We can no longer afford to have the attitude of “I’m just glad its not me” when it comes to acts of police misconduct. At the same time, it is not productive to simply scream “F*#@ the Police!” either. Furthermore, those of use who have moved to Suburbia or other areas where these issues are not so prevalent cannot rationalize the misconduct that takes place and the lack of accountability on the part of the police by following the lead of some and attempting to blame or criminalize entire communities of people. It is almost comical to see one of these “Well, if you’re not doing anything wrong you don’t have anything to worry about” people suddenly turn into Huey Newton when they are wrongly profiled, or are laying face down with a gun to their head for no valid reason.

One key result of regular negative interactions with police forces is the distrust and disdain for the police that is common amongst Black people, which results in incidents like the recent Oakland beating, where people who need to be held accountable may not be. The fear of testifying or “snitchin” is directly linked to the idea that the police cannot be trusted to protect a person when it counts, which is often the case.

The police are one part of a criminal justice system that is still demonstrably unjust in its dealings with Black people. This is not about hating individual police officers(My sister, whom I love dearly, is in law enforcement), it is about a way of doing things that is resulting in the absolute destruction of an entire segment of the Black population. 1 in 3 Black males between the ages of 20 and 29 is under some form of correctional supervision or control. (For more detailed statistics, check out www.hrw.org, and http://www.ojp.usdoj.gov/bjs/welcome.html).

Police misconduct is not the only reason that Black men in America are going to prison. There are aspects of this problem that we can and should deal with ourselves, in our communities. Although there are extreme problems in the criminal justice system, there are also problems in Black communities that contribute to this path of destruction (that will be another post). However, a large part of the problem is the disparate way in which the criminal justice system has and does treat Black people.

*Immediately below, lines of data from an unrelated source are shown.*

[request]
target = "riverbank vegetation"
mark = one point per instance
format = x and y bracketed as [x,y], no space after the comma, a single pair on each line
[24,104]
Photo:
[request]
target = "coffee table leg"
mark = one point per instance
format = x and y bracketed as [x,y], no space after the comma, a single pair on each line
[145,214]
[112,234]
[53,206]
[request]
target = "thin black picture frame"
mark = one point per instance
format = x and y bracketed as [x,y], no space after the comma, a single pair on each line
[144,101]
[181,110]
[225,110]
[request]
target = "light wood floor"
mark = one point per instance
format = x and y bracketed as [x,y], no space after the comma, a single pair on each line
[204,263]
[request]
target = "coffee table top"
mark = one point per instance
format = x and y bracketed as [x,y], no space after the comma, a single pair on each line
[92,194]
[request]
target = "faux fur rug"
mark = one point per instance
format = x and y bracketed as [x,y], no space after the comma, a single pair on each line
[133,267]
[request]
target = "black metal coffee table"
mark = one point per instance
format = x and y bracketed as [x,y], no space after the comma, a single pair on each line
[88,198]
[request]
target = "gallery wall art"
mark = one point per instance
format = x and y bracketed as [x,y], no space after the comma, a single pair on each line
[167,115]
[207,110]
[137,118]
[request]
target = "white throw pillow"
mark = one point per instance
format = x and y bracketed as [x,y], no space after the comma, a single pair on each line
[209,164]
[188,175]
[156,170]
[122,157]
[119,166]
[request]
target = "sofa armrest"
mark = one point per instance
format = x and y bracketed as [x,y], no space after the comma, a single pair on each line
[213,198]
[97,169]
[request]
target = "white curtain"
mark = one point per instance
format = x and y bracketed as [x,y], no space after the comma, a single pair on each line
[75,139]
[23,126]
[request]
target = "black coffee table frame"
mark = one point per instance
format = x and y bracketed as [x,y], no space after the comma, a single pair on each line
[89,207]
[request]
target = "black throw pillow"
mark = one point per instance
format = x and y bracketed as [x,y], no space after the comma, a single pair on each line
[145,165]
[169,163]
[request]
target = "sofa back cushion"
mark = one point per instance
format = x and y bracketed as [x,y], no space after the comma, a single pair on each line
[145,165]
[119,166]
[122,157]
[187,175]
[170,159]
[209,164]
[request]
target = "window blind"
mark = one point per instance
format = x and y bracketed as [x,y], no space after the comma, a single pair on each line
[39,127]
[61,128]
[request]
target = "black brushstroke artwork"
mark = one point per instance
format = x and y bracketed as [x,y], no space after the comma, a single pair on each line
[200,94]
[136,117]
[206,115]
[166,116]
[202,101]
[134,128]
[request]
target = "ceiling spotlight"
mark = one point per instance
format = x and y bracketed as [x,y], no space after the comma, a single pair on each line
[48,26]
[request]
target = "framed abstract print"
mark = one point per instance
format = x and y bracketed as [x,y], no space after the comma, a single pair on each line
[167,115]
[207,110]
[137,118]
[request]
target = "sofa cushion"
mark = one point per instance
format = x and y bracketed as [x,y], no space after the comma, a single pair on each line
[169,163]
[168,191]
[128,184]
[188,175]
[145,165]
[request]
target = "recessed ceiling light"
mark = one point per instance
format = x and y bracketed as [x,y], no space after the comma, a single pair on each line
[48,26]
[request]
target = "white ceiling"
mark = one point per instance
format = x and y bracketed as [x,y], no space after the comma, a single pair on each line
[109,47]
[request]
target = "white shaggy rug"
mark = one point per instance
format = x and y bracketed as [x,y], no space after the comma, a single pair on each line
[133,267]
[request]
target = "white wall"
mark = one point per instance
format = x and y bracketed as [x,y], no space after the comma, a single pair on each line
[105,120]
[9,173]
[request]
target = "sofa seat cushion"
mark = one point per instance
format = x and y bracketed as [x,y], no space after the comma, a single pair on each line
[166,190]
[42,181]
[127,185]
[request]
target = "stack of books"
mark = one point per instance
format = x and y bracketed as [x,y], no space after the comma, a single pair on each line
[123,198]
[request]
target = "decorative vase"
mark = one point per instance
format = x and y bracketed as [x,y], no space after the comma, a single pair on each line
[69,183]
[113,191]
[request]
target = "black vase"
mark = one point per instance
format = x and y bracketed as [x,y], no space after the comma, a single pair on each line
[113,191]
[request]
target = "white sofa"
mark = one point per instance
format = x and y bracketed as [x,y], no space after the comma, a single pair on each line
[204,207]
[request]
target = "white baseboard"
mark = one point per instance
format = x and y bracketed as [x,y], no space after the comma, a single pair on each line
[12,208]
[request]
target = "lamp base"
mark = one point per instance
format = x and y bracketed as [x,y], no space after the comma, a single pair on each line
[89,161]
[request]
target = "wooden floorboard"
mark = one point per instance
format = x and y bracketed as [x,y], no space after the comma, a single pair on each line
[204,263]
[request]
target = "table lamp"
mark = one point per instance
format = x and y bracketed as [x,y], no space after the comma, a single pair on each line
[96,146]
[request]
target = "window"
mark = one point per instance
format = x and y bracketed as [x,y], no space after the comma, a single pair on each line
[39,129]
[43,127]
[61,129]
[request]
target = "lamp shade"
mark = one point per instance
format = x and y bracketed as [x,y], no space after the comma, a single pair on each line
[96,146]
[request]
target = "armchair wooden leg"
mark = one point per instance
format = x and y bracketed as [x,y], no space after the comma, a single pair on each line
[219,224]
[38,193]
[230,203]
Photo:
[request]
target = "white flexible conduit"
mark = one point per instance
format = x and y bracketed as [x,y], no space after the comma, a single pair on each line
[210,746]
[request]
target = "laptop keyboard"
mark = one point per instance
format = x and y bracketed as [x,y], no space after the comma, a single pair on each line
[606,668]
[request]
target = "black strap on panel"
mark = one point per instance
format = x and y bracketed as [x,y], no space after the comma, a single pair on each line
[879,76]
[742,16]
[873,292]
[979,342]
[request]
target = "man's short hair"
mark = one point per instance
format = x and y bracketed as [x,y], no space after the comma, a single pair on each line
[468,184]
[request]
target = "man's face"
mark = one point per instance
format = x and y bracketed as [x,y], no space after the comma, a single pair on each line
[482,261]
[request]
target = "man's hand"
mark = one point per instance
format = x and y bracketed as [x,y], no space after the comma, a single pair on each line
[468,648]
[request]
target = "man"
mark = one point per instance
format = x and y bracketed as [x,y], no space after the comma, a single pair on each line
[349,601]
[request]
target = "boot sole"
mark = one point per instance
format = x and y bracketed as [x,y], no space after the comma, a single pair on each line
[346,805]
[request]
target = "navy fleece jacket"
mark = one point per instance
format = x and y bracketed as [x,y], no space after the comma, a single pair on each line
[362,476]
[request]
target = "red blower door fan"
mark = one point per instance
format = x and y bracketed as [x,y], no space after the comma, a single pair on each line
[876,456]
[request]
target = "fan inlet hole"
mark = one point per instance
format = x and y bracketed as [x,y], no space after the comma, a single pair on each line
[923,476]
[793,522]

We must start at the most basic level first. Knowing what our rights are when interacting with the police is imperative. Document/report any negative interaction you have with a police officer(this can include contacting city council, mayor’s office, or other representative, and even the press). Utilize the internet to spread the word or concern about a particular incident, including petitions if the situation calls for it.

In reality, there is a delusional segment of the population (possibly brainwashed by years of “tough on crime” propaganda) that will find a way to justify any act of police brutality, no matter how despicable. For everyone else, it is imperative to make it known ,through words and action, that this is a serious issue (even if this means addressing President Obama’s continued silence on the matter). As stated before, many lives are at stake. You don’t want to be the next face on that youtube screen.